The Western Greenway Community Panel met on 27 July. Background to the Western Greenway project, links and equestrian issues can be found in the previous post of 23 July. The Panel is a large group of diverse interests with the potential to descend into a unproductive rabble. Surprisingly, thanks to an excellent facilitator, the meeting was very amicable and was able to produce an agreed Communique at the end of the evening.

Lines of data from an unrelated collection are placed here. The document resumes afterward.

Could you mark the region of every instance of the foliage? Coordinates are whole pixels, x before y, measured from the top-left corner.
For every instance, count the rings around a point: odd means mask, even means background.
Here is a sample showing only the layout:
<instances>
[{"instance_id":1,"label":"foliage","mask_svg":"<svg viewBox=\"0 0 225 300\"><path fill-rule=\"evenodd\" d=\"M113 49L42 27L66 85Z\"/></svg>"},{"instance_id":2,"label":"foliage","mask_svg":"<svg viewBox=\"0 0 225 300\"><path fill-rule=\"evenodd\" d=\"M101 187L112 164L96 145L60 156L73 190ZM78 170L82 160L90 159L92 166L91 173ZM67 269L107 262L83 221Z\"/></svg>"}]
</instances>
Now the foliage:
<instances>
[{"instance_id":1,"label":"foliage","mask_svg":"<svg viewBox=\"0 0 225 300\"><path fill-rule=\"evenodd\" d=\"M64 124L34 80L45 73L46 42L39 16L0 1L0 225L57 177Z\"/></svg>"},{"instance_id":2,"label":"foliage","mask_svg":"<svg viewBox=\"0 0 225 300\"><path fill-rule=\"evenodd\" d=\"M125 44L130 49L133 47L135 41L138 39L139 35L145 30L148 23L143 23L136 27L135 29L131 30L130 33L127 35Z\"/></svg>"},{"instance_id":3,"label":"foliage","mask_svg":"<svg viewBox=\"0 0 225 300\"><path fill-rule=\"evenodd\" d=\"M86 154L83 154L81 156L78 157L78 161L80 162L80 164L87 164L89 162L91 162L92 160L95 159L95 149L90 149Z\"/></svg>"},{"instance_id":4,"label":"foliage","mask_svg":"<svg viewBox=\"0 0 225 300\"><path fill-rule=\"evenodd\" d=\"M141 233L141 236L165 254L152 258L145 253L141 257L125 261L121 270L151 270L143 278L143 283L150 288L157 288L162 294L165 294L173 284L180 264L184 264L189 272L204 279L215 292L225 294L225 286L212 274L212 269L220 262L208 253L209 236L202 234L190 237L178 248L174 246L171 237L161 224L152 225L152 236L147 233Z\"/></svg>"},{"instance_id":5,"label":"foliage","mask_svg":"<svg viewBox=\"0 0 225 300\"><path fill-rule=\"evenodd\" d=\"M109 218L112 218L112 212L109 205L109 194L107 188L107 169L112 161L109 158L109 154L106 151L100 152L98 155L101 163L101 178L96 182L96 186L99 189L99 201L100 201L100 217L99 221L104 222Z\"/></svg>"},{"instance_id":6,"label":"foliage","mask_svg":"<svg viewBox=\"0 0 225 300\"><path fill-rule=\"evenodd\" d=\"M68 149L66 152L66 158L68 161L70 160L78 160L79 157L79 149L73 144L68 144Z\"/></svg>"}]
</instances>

The Minutes of the meeting are also now available.
In summary, evidence was presented for a high level of environmental and cultural values in Western Greenway including:
- the heritage listed Tuggeranong Homestead, outbuildings and rural setting
- the well known stone wall demarking the northern limit of old Tuggeranong
- identified indigenous sites along an ancient travel route which would be increased if the area had a proper archaeological study
- geological anomalies in the River corridor
- high natural values including some at-risk species
- significant recreational resources
There was also impediments to development such as serious hydrological issues across the site. Parts of the Vikings land is unusable because of poor drainage and causes problems for the archery club.

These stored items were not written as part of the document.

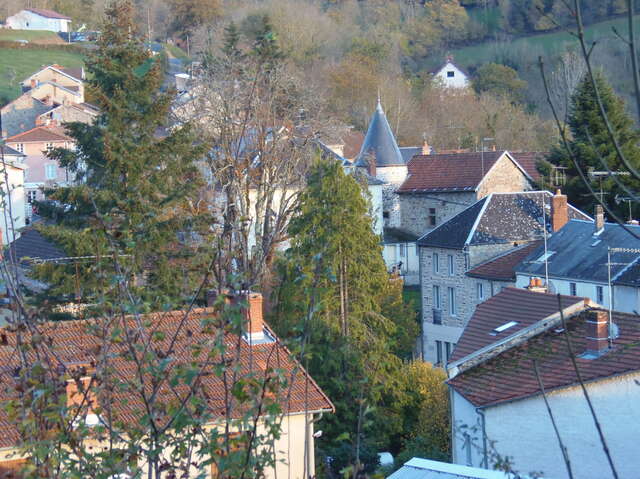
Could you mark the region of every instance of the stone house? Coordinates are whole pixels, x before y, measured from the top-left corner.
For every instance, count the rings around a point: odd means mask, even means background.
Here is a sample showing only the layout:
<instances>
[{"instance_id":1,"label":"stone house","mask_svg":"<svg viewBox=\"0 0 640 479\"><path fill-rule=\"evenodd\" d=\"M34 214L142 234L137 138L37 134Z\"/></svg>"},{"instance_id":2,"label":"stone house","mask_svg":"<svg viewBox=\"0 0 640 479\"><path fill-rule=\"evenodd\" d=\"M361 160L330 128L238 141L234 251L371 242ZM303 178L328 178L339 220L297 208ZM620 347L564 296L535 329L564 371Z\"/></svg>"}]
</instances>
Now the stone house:
<instances>
[{"instance_id":1,"label":"stone house","mask_svg":"<svg viewBox=\"0 0 640 479\"><path fill-rule=\"evenodd\" d=\"M609 317L587 298L562 295L560 304L555 294L507 288L476 310L447 371L455 463L493 469L499 455L523 474L568 478L557 428L572 477L611 477L568 336L618 477L637 476L638 317Z\"/></svg>"},{"instance_id":2,"label":"stone house","mask_svg":"<svg viewBox=\"0 0 640 479\"><path fill-rule=\"evenodd\" d=\"M29 203L43 200L42 188L68 185L73 178L66 168L46 156L53 148L73 149L73 139L68 137L63 128L57 126L39 126L7 138L11 148L26 155L25 194Z\"/></svg>"},{"instance_id":3,"label":"stone house","mask_svg":"<svg viewBox=\"0 0 640 479\"><path fill-rule=\"evenodd\" d=\"M262 295L249 293L247 296L249 306L242 312L245 322L244 332L241 335L228 331L224 333L225 344L234 348L234 353L228 355L230 357L229 367L237 368L235 370L237 370L238 380L251 377L258 381L262 381L267 375L272 374L270 371L276 369L289 384L289 387L268 392L268 397L281 406L282 419L280 436L274 440L270 448L273 455L273 465L265 468L264 477L267 479L315 477L315 421L323 414L332 413L334 406L264 322ZM215 326L212 326L217 324L214 322L215 315L216 312L213 308L200 308L190 312L150 313L144 315L144 321L148 321L154 331L161 332L167 337L173 337L178 324L180 324L180 327L188 334L176 336L175 346L172 349L174 351L172 363L176 365L193 364L193 345L209 344L212 342L212 335L217 334ZM54 367L69 373L66 389L67 404L80 408L78 417L76 419L70 418L69 421L82 421L89 428L104 424L107 418L97 411L96 405L101 406L103 410L108 409L108 419L113 420L115 424L138 421L146 414L144 403L139 396L132 396L130 393L116 388L109 403L110 407L106 408L106 405L103 404L107 400L105 395L96 397L95 393L91 394L91 387L95 384L95 371L92 371L90 365L99 363L97 353L100 351L100 339L92 334L91 329L87 327L87 321L90 320L44 322L40 325L40 331L46 334L52 353L55 351L56 365ZM132 318L124 318L123 321L129 321L133 325ZM214 328L213 331L212 328ZM1 331L6 344L16 344L14 330L2 329ZM127 355L124 354L124 347L124 344L113 346L115 348L113 351L115 361L113 370L115 371L128 371L133 367L130 359L127 359ZM0 350L0 358L4 366L0 371L0 378L6 385L15 384L12 376L15 368L19 366L19 362L17 362L14 349L14 347L4 347ZM83 365L86 367L79 369L79 366ZM76 376L79 376L79 381L88 387L86 397L89 397L90 401L84 398L85 395L80 395L83 398L79 398L79 395L76 394L76 381L71 379L74 372ZM146 384L149 384L149 381L150 378L145 378ZM203 425L205 433L218 428L219 433L224 434L226 424L224 411L229 396L227 386L216 374L208 373L200 379L196 392L197 399L207 405L205 414L211 416L211 421ZM170 397L163 398L164 403L179 399L178 396L184 394L184 388L172 389L170 393ZM0 399L6 401L13 397L12 394L15 394L12 387L2 388ZM167 393L161 391L159 394L166 395ZM246 419L243 419L243 412L238 409L233 404L231 405L230 419L232 422L229 424L231 431L247 427ZM220 411L223 413L221 414ZM162 420L163 412L158 412L158 414L158 418ZM257 434L269 434L264 423L260 421L260 417L257 420ZM4 409L0 410L0 428L3 432L0 436L0 477L20 477L18 475L4 475L8 472L14 474L19 472L19 469L29 461L20 444L20 431ZM104 445L106 442L99 438L89 438L83 444L89 454L92 450L102 450ZM166 454L166 459L171 463L171 459L168 457L169 451ZM198 461L206 459L208 457L199 458ZM140 461L139 465L143 470L143 476L146 475L147 464L142 462L144 458L140 457L137 460ZM125 472L123 471L123 474L118 477L128 477ZM168 471L167 474L169 476L170 472ZM213 463L206 467L198 467L194 464L188 477L217 478L216 464Z\"/></svg>"},{"instance_id":4,"label":"stone house","mask_svg":"<svg viewBox=\"0 0 640 479\"><path fill-rule=\"evenodd\" d=\"M25 201L25 155L9 145L0 145L0 155L4 163L4 166L0 165L0 185L3 194L0 200L1 241L3 245L7 245L20 237L20 231L31 215Z\"/></svg>"},{"instance_id":5,"label":"stone house","mask_svg":"<svg viewBox=\"0 0 640 479\"><path fill-rule=\"evenodd\" d=\"M542 239L568 218L589 220L567 205L566 196L556 196L559 200L547 191L491 193L418 239L425 360L446 363L481 302L470 270ZM489 291L483 289L483 298Z\"/></svg>"},{"instance_id":6,"label":"stone house","mask_svg":"<svg viewBox=\"0 0 640 479\"><path fill-rule=\"evenodd\" d=\"M607 223L602 207L595 221L572 219L516 267L516 286L548 280L552 293L590 298L625 313L640 311L640 226ZM609 258L611 259L610 268Z\"/></svg>"},{"instance_id":7,"label":"stone house","mask_svg":"<svg viewBox=\"0 0 640 479\"><path fill-rule=\"evenodd\" d=\"M71 18L44 8L25 8L7 17L5 25L14 30L48 30L68 32Z\"/></svg>"},{"instance_id":8,"label":"stone house","mask_svg":"<svg viewBox=\"0 0 640 479\"><path fill-rule=\"evenodd\" d=\"M397 190L399 227L423 235L490 193L531 190L534 173L515 156L508 151L414 156Z\"/></svg>"},{"instance_id":9,"label":"stone house","mask_svg":"<svg viewBox=\"0 0 640 479\"><path fill-rule=\"evenodd\" d=\"M467 88L470 84L469 75L453 63L452 57L448 57L444 65L433 72L433 79L444 88Z\"/></svg>"}]
</instances>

Apart from the ancient travel corridor the Bicentennial National Trail is the only linear feature in the landscape, most of the other values are point specific. The archery club land does take up a huge area to the west of the Town Centre.

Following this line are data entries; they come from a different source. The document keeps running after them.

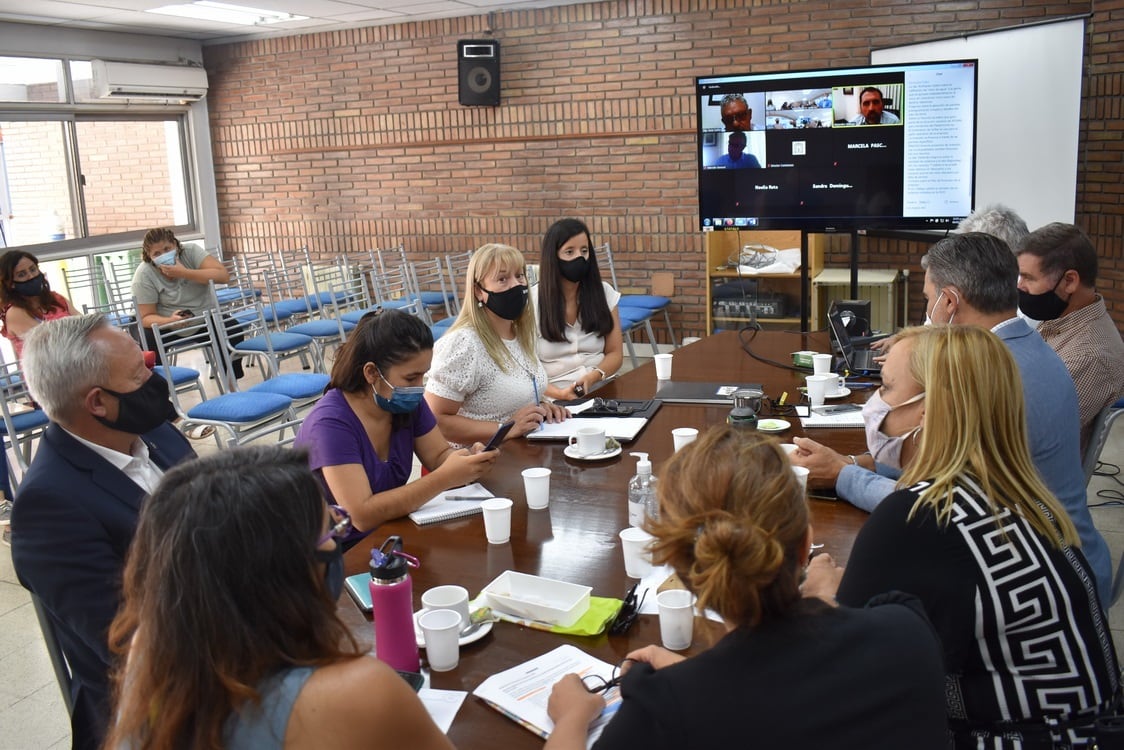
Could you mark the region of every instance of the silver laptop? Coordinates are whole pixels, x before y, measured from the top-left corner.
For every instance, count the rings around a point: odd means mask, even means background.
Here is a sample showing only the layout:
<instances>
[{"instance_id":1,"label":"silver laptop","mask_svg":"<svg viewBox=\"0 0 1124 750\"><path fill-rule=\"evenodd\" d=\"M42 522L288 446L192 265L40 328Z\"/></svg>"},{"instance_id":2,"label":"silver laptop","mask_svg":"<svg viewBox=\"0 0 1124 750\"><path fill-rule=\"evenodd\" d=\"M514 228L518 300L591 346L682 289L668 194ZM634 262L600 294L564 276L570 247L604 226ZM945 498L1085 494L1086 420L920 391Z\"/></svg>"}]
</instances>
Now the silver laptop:
<instances>
[{"instance_id":1,"label":"silver laptop","mask_svg":"<svg viewBox=\"0 0 1124 750\"><path fill-rule=\"evenodd\" d=\"M656 395L671 404L719 404L734 403L733 393L742 388L761 390L760 383L691 383L682 380L657 380Z\"/></svg>"}]
</instances>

Once the Vikings started talking about the possibility of a recreation focus for the area and the Business Forum representative agreed that sticking residents out at the edge of Tuggeranong was not necessarily the answer to the Valley’s problems there actually seemed to be collective agreement that there were alternative solutions.
From ACTEA’s point of view the BNT was taken seriously and there seemed to be general agreement that it should be protected. It is early days yet but signs are positive.